Erik ignored her, continuing the neat trail of gasoline, ending in a pool on the waiting room tile just beneath their feet. Cold, pure terror gripped Nik as he realized it wasn’t just the shop Erik was planning on setting ablaze.
Liv thrashed wildly against her restraints. “Jesus Christ, at least shoot us first.”
“I’m aiming to make this look like an accident, Liv. I’m not sure that there’ll be enough of you for forensics, but why take the risk?” he said with brutal pragmatism, capping the cans and placing them neatly next to the fallen oil drum. “You’re a waste of bullets, anyways. I spoiled you Liv. Consider this catch up on all the discipline you missed out on.”
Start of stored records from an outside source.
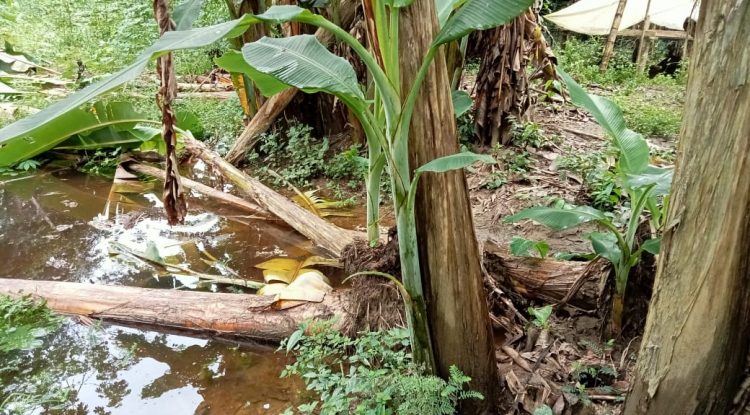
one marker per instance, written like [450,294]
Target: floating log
[227,198]
[324,234]
[253,317]
[580,284]
[241,315]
A phone went off again, but this time it wasn’t Nik’s. He was surprised when Erik answered it, like he had all the time in the world before he burned them alive. “Bauer.” A pause. “Slow down.” His eyes went pitch-black. “What do you mean he got away? ...Yes...No.... Fine.” Erik pulled his fingers back through his hair as he hung up, taking a seat across from Olivia. He let out a slow, dark laugh, furious annoyance hiding in the furrow of his brow. “I should have known; somehow your brother managed to fuck this up too.”
“We all have our talents,” Liv rasped, her smile bitter and triumphant. Nik wasn’t sure he shared her optimism.
“Well, no matter. I’ve waited two years to get my revenge, what’s a few minutes more?” Erik retrieved a single match from the book in his pocket, dread settling in Nik’s stomach in a tight knot. “We’ll just have to sit tight until Peter joins us.”